Hospital Provider Fee getting results

On Feb. 10 (that's a week from today), the House Health and Environment Committee will hold a hearing on a bill that would force Colorado two steps backward in health care access.  The bill aims to repeal 2009's hospital provider fee.  The Colorado Center on Law and Policy is now being joined by other strong voices in opposing this bill, as it would only hurt low-income patients and the affordable health care gains the state has made.
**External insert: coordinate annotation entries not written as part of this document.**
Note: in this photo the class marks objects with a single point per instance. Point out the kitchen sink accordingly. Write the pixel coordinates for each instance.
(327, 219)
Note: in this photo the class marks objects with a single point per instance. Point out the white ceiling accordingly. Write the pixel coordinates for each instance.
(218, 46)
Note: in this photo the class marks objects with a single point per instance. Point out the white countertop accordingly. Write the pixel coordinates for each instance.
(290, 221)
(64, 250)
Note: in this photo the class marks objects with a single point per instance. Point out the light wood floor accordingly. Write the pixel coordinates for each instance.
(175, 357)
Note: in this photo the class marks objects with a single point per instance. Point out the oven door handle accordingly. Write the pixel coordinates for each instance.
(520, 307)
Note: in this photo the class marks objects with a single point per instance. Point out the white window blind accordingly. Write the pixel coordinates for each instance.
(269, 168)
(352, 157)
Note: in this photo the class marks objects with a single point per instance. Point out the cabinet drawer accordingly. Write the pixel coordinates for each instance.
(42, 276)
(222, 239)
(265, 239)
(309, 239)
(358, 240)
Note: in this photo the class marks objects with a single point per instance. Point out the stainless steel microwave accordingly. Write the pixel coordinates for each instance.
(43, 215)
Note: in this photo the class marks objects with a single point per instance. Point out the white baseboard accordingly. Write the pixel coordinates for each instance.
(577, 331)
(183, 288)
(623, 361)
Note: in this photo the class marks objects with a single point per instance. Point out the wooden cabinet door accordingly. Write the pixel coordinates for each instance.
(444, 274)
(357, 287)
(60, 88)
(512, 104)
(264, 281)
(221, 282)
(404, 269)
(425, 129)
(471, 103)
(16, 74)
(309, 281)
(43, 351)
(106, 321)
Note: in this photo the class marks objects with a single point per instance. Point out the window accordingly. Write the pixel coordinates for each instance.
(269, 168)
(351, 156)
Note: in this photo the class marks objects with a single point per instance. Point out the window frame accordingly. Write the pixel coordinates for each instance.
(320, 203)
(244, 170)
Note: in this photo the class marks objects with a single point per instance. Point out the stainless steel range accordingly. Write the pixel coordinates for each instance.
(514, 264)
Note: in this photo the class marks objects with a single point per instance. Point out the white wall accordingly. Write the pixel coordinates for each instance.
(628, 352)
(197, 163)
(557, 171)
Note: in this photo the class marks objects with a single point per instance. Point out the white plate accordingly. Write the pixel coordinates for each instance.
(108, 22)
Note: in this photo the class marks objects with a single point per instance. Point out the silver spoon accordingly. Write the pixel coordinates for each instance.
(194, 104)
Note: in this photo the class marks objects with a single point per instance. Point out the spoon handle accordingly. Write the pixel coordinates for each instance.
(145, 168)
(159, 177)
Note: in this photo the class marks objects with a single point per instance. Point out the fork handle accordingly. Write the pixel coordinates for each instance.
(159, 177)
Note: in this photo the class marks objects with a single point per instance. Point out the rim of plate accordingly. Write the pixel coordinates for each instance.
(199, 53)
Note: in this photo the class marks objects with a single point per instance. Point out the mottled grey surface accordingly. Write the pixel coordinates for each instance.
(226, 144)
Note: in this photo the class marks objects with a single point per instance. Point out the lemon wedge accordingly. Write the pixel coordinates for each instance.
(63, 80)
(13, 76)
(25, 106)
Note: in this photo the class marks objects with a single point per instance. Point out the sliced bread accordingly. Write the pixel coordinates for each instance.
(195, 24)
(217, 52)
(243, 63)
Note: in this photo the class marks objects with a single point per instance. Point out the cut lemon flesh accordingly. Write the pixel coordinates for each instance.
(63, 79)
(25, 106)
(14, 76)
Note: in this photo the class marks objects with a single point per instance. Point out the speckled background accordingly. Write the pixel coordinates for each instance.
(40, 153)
Simply put, the provider fee allows more people to receive health care.  That's because it reduces the financial loss for hospitals.  In a recent opinion piece from The Bell Policy Center, the Colorado Hospital Association reports, "operating losses for 13 hospitals in 2010 would have been nearly 40 percent greater," if the provider fee didn't exist.   Dede de Percin of the Colorado Consumer Health Initiative calls the legislation that created the fee a "godsend for many children and parents struggling with the high cost of health care coverage."

Those sentiments reflect the work done by the Colorado Center on Law and Policy, which finds about 100,000 low-income Coloradans will lose health services if the effort to repeal the provider fee is successful.  Insured Coloradans could also see higher bills as costs get shifted to private insurance payers.

The bill is scheduled to be heard in on Thursday, Feb. 10 at 1:30 p.m.